A statement penned by the WPT’s Donnie Peters describes the two honorees as follows: “Mr. Lipscomb and Mr. Berman are legendary visionaries of our game. Passionate advocates for televised poker and driving forces behind the birth, foundation, and success of the WPT, Mr. Lipscomb and Mr. Berman played incredibly instrumental roles in poker’s history and growth, contributing tremendously to the advancement of poker around the globe.”
“The WPT is deeply proud to present two extraordinary icons of our industry with the WPT Honors Award,” added Adam Pliska, the WPT’s CEO. “These honorees represent the pioneering ingenuity and passionate leadership that has abundantly influenced poker. Mr. Steve Lipscomb and Mr. Lyle Berman brought poker to new heights with the creation of the World Poker Tour, and their passion and dedication have allowed the WPT to become what it is today.”

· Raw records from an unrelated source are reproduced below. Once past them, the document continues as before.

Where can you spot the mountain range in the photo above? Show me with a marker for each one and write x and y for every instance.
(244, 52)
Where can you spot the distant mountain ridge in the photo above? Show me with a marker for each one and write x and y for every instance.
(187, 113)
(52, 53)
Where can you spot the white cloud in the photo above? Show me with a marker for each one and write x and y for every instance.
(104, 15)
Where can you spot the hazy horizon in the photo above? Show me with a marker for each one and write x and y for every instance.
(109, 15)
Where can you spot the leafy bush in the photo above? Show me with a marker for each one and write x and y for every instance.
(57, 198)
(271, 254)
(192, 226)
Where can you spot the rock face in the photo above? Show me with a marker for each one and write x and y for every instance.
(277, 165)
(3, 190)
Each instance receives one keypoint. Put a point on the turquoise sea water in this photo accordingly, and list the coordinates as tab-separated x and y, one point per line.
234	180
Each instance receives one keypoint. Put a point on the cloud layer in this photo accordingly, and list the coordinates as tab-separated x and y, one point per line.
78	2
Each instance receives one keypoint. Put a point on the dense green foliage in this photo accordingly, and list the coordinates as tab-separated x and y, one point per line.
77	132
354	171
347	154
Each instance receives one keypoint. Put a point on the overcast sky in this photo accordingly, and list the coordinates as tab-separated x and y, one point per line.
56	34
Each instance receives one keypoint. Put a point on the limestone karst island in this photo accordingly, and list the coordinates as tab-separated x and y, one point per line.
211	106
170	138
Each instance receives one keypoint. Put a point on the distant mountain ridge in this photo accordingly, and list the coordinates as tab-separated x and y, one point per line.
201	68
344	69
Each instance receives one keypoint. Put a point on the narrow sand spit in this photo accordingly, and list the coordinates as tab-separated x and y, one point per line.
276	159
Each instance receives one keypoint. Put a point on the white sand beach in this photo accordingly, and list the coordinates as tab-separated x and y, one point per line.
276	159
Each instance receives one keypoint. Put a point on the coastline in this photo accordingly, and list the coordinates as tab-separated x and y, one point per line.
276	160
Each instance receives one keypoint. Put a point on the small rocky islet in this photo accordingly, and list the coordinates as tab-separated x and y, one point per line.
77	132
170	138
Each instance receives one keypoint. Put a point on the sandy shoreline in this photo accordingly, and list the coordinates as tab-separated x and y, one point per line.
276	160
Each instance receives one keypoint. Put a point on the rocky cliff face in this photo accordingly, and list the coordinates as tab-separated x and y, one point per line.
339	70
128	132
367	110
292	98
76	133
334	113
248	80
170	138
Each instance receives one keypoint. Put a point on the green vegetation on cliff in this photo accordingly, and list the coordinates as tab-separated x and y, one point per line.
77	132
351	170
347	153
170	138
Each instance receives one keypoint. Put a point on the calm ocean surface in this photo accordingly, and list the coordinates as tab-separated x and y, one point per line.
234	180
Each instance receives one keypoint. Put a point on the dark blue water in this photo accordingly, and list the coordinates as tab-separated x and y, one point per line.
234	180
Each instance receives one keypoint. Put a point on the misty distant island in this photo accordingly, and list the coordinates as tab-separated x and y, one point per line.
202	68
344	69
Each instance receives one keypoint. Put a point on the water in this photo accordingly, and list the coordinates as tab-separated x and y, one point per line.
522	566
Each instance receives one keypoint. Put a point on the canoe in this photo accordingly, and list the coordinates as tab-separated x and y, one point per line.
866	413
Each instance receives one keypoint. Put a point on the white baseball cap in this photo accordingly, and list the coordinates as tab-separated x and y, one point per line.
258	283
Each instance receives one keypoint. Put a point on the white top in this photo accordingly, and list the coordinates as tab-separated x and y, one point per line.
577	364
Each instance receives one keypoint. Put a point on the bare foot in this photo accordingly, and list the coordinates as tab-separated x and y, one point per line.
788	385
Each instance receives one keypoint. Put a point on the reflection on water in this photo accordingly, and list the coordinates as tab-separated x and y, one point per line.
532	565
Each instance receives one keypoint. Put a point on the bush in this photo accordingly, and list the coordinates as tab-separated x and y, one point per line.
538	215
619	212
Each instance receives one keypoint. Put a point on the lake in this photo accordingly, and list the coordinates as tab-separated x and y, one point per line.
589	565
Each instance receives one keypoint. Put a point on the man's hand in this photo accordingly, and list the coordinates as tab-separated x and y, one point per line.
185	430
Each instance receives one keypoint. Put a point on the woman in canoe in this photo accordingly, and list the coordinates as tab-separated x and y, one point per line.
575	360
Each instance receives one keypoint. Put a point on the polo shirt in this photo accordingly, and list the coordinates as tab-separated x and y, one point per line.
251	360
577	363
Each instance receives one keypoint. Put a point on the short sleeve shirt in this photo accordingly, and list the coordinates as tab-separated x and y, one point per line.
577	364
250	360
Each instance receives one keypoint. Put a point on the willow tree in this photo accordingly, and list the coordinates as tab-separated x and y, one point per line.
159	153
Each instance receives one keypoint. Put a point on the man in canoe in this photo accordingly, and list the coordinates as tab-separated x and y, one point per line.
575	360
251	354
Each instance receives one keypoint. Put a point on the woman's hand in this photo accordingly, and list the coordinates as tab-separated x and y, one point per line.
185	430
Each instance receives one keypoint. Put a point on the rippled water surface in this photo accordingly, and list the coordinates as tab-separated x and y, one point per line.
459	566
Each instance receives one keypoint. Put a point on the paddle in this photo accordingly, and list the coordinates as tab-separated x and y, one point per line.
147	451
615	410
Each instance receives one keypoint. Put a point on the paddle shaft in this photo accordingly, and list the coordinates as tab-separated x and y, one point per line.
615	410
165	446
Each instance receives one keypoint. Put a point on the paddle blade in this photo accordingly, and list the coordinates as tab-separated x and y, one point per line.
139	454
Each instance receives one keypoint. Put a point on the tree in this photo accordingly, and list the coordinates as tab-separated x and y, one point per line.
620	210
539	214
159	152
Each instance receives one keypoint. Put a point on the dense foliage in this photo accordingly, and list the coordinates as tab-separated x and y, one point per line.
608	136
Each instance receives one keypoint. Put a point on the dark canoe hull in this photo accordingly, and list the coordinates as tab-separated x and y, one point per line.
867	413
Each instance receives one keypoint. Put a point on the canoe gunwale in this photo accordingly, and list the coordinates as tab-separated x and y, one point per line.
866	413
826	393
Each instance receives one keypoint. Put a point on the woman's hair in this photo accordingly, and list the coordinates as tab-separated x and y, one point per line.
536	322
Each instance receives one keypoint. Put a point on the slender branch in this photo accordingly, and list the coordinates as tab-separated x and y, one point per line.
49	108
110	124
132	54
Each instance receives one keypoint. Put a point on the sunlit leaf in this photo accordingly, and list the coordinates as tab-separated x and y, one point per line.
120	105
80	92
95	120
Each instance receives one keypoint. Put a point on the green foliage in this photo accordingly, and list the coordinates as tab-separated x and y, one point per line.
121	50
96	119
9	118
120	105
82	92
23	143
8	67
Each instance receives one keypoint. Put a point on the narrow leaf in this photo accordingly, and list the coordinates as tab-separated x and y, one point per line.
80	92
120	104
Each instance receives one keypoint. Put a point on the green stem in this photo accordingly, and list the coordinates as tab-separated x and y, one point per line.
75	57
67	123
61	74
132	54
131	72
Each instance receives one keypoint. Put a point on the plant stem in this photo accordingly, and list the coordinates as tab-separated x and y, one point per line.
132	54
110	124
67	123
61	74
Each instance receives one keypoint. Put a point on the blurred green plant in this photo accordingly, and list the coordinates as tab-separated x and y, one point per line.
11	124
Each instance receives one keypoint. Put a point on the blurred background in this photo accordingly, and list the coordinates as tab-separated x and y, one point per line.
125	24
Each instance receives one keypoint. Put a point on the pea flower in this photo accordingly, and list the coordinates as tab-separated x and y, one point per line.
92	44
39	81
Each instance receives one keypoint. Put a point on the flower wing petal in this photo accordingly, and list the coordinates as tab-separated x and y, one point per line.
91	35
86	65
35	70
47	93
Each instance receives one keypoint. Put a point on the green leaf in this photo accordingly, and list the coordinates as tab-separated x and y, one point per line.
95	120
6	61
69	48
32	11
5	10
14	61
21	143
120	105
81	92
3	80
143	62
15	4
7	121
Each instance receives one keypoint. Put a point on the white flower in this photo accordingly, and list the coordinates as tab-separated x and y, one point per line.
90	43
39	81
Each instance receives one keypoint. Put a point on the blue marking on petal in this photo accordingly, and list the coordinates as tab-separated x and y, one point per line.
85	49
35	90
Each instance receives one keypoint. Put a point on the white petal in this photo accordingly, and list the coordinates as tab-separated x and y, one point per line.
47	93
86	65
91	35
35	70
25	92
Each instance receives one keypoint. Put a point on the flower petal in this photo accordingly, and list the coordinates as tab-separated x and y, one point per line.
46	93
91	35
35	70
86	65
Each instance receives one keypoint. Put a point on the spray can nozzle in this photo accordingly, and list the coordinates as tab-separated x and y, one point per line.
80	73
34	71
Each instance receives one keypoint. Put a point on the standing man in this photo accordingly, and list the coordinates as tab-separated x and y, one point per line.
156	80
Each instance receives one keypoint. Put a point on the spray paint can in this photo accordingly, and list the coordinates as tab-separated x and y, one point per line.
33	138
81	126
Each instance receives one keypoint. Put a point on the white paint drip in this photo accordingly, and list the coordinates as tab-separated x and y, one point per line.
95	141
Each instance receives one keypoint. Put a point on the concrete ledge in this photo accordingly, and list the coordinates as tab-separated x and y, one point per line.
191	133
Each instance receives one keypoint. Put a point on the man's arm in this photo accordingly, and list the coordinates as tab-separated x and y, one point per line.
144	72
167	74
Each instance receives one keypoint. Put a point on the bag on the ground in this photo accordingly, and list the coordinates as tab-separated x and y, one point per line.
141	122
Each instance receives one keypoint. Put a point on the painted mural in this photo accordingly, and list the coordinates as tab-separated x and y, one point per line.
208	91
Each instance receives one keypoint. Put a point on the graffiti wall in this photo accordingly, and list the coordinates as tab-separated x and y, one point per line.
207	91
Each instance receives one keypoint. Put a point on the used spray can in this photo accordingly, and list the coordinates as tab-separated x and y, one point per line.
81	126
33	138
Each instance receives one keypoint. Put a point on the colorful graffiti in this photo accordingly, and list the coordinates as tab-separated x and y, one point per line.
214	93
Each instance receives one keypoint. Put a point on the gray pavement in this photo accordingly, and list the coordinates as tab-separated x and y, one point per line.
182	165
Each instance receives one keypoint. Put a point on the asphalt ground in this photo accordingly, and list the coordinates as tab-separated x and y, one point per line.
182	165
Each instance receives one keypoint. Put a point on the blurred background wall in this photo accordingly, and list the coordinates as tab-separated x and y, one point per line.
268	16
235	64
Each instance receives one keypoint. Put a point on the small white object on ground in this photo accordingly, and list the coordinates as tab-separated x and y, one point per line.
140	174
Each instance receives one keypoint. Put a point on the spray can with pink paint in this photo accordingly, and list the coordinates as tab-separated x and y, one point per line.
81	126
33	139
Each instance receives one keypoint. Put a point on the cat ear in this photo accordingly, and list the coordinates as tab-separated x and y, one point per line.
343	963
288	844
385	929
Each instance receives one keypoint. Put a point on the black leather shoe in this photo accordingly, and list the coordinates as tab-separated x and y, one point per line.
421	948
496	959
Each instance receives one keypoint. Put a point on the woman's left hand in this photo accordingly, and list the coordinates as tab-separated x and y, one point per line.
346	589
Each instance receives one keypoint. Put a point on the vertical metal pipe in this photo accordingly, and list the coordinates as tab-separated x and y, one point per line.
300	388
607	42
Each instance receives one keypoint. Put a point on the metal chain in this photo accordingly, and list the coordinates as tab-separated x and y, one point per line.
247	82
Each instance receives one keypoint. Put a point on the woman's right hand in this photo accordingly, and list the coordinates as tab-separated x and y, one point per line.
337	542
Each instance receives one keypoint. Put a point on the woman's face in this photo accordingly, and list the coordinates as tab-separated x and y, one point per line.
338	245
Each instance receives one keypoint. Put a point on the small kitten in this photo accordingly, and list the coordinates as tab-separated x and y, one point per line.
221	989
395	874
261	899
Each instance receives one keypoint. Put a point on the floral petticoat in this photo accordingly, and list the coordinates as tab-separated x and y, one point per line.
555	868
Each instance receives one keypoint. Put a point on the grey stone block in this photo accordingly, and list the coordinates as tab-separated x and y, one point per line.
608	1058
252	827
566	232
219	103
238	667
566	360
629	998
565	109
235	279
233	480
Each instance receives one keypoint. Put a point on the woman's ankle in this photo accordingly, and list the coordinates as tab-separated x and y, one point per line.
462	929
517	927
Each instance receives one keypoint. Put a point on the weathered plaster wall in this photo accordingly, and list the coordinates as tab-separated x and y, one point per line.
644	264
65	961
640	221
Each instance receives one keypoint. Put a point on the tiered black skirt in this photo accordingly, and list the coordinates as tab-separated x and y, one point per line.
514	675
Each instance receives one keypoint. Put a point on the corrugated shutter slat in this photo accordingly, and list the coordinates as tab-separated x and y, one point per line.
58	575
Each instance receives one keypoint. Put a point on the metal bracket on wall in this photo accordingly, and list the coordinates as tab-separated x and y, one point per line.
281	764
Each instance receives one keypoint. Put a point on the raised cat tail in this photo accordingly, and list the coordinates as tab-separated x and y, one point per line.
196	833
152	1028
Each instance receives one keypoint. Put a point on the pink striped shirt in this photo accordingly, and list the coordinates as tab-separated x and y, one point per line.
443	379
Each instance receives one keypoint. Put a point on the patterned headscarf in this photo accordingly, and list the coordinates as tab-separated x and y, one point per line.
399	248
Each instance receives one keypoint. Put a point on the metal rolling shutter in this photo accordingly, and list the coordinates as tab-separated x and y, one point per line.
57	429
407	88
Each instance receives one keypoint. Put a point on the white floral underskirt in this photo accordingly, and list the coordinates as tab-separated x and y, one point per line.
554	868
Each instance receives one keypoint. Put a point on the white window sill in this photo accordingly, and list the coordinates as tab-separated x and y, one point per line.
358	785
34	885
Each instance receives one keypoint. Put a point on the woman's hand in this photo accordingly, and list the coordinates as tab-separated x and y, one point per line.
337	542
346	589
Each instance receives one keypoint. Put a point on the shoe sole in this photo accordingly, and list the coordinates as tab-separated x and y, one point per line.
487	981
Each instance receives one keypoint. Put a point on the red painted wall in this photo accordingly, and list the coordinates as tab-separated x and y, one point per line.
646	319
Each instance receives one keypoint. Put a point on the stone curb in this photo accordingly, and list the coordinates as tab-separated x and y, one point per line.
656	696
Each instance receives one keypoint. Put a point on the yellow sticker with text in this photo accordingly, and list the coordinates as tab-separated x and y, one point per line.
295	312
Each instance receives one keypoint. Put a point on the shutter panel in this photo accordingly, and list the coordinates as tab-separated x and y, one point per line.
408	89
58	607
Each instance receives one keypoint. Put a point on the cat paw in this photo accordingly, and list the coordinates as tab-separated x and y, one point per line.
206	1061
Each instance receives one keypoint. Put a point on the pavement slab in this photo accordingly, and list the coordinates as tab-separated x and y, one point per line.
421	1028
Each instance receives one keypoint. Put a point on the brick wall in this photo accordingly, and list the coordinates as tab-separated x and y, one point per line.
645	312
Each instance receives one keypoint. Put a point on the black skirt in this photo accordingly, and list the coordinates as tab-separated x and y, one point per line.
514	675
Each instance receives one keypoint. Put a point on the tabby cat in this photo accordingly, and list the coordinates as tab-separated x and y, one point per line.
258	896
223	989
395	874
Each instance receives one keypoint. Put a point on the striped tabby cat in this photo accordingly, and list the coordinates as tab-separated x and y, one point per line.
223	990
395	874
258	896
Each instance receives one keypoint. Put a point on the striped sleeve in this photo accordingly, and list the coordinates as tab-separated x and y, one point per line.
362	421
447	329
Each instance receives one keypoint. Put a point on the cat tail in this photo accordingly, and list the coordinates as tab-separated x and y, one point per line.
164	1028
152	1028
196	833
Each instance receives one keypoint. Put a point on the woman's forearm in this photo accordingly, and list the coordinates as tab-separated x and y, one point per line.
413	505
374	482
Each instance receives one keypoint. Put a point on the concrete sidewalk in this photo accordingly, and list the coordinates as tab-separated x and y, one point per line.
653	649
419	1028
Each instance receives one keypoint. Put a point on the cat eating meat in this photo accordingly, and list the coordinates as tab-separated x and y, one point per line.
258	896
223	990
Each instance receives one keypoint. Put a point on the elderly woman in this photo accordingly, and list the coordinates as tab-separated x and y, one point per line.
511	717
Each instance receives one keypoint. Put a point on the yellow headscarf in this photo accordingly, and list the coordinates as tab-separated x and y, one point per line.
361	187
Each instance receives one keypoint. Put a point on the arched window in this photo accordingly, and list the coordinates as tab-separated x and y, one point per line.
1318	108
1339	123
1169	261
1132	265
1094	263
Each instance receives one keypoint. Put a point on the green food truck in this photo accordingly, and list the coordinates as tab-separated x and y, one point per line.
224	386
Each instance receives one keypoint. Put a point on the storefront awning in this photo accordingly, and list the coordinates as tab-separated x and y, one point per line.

Lipscomb and Berman will become the fourth and fifth honorees of what is, in addition to the awards themselves, an ongoing promotional effort supporting the World Poker Tour. The first WPT Honors Award was presented to the “First Lady of Poker”, Linda Johnson, last February, while longtime WPT fixtures Mike Sexton and Bruno Fitoussi were similarly feted last July.
Lipscomb the founder
Steve Lipscomb provided an important part of the vision that became the World Poker Tour, a branded and televised series of poker tourneys that in its first seasons was the Travel Channel’s highest rating offering. Lipscomb helped merge the idea of hole-card cameras with the concept of major poker tournaments being televised from varying venues, then successfully pitched the concept to the Travel Channel, its initial network home. Currently, the WPT is in its 16th season, has gone through three ownership iterations, and appears to have a stable future.
According to the WPT’s presser, “Mr. Lipscomb’s first official title with the World Poker Tour was CEO, but he was much more. Mr. Lipscomb was first the founder, and then when the very first season of the World Poker Tour debuted in 2002 Mr. Lipscomb wrote, directed, and produced every episode. For the first eight seasons of the WPT, Mr. Lipscomb directed and produced hundreds of hours of industry-leading programming, taking the World Poker Tour to the forefront of the poker industry.”
The WPT’s early-season broadcasts received near-global cable distribution and were certainly a factor in poker’s explosive growth last decade. Lipscomb himself was previously honored with the American Poker Awards’ first-ever Lifetime Achievement Award.
Berman the funder
Also fulfilling a critical role in the WPT’s early growth was Minnesota’s Lyle Berman, a multi-faceted businessman and poker player who would become the World Poker Tour’s CEO. Berman amassed his initial wealth by transforming his father’s leather company, Berman Buckskin, into the prominent Wilson’s Leather retail chain.
From there he invested in casino-style gaming, helping to form a company, Grand Casinos, designed to build casino-entertainment destinations outside the US’s initial hubs of Las Vegas and Atlantic City. That effort was later spun off into Berman’s own casino company, Lakes Entertainment, which gave him the financial muscle to help launch the WPT.
Berman was already a veteran of major poker tournament play – he’s won three WSOP bracelets and made a WPT final table – and he quickly became an ardent supporter of the planned adaption of hole-card, under-the-rail “lipstick” cameras for televised-poker use. The original concept came from an early British TV-poker series, “Late Night Poker”, where it debuted in 1999. It was adapted and partially patented for use in the US by inventor and poker player Henry Orenstein, who helped incorporate the revised hole-card cam into Lipscomb’s and Berman’s WPT vision.